Now you have a workable two-nodes environment to play for your FreeBSD machines.
Left for you to do: Make some 'promises' for managing the cfengine daemons at startup.

Additionally I have to say that the jails infrastructure is a superb environment for experimenting and training purposes with the cfengine.


----------



## jake (Jan 9, 2012)

Very useful quick start guide, thank you  was a bit suck until I realised that the policy server needed to self bootstrap first. One thing is a little confusing for me, you say:



> Left for you to do: Make some 'promises' for managing the cfengine daemons at startup.



Should I not use the rc files /usr/local/etc/rc.d/cf-serverd and /usr/local/etc/rc.d/cf-execd created by the port? Maybe I'm confused because I've not read enough yet, when I start these daemons via the rc files *ps ax* shows they run from /usr/local/sbin/cf-* not from /var/cfengine/bin/cf-*. I have decided to stick with the default work dir of /var/cfengine and copied my binaries to there, should all daemons be invoked from this location; Is ${LOCALBASE} basically a "staging area" for the port before I copy things to /var/cfengine?

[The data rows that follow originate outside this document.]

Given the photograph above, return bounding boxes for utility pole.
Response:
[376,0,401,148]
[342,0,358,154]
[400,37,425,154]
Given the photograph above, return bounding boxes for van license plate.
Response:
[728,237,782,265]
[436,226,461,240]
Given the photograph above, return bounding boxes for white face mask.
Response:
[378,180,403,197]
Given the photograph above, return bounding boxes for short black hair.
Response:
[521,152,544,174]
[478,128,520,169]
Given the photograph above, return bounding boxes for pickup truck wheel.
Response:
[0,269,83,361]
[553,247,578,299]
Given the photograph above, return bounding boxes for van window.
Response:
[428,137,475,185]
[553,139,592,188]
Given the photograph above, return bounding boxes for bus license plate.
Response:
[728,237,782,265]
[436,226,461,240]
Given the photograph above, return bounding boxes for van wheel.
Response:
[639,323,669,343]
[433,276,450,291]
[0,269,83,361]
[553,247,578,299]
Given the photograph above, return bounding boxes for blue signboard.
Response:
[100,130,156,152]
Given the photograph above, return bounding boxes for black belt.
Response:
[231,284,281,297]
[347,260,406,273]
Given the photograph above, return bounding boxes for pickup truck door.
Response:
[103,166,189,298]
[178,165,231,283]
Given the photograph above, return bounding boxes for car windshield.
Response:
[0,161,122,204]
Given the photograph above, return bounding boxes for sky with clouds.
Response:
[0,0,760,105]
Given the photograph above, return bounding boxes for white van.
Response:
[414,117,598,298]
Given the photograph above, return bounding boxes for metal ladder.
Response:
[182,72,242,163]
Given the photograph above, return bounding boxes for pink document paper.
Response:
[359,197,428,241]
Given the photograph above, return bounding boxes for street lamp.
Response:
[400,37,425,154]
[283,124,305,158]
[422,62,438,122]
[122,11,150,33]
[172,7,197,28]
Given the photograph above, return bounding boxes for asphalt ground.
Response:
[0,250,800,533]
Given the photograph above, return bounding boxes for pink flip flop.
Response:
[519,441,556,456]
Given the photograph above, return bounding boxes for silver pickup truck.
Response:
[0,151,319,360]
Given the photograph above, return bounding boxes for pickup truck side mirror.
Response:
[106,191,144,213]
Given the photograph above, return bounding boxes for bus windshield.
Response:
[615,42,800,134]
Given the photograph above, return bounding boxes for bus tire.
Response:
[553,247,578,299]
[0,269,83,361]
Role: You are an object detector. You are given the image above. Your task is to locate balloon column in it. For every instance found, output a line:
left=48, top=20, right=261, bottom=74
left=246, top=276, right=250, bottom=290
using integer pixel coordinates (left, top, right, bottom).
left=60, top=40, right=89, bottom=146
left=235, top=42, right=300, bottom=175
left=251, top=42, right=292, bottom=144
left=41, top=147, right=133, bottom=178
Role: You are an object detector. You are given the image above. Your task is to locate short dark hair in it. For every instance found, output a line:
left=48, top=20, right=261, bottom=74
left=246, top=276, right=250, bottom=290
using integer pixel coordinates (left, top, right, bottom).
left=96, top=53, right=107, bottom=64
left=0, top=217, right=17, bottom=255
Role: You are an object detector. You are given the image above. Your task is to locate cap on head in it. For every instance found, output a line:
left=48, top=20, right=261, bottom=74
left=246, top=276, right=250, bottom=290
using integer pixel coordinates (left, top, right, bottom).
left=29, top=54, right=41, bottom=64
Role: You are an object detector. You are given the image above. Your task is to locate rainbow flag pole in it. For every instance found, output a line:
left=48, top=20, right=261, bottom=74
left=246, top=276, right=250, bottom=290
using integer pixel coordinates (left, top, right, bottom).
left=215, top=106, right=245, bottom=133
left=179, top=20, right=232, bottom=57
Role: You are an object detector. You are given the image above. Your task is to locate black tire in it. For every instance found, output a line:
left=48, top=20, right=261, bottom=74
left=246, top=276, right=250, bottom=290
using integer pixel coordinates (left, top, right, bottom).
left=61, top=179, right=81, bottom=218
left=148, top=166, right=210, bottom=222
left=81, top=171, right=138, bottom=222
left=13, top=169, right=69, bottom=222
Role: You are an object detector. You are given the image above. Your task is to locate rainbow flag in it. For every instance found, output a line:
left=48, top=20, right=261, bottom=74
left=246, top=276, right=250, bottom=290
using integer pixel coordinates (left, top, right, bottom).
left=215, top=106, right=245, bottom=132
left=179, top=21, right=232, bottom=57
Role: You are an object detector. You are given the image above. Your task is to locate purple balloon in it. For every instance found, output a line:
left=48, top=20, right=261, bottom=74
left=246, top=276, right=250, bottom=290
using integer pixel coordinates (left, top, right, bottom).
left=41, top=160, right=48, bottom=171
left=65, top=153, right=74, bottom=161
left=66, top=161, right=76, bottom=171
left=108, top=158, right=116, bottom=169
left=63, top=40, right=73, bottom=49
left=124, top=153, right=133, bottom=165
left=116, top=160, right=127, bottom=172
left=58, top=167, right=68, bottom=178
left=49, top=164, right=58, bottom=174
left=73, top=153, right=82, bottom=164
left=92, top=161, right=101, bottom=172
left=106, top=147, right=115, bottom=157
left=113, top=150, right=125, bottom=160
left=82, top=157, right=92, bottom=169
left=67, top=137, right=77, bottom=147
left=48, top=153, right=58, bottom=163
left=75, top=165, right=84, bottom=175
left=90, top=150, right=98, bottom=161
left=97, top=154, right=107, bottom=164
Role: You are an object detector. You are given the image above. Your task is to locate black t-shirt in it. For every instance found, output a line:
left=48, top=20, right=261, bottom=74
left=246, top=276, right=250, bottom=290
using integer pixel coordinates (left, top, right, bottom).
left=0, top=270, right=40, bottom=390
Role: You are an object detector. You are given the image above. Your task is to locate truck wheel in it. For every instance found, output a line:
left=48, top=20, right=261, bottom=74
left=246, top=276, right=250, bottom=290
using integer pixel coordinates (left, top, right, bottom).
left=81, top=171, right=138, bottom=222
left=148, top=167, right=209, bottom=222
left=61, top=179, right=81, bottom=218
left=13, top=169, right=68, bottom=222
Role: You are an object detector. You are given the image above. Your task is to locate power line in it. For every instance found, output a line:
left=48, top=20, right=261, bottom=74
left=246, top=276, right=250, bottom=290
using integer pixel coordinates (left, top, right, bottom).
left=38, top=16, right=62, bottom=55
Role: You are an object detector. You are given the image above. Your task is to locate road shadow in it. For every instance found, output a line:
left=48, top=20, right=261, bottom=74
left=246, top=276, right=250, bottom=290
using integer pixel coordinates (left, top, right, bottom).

Something tells me it would be a whole lot easier to set ${PREFIX} = /var/cfengine when compiling.


----------



## jake (Jan 9, 2012)

Just found a pretty useful resource for cfengine3 on FreeBSD + git http://unix-heaven.org/node/52 looks like a pretty good guide to get started with, (though not fully read it all yet). Doesn't really explain the rc scripts path question that I mentioned above, is it ok to have a mix of binaries running from both /usr/local/sbin and /var/cfengine, I imagine not?


----------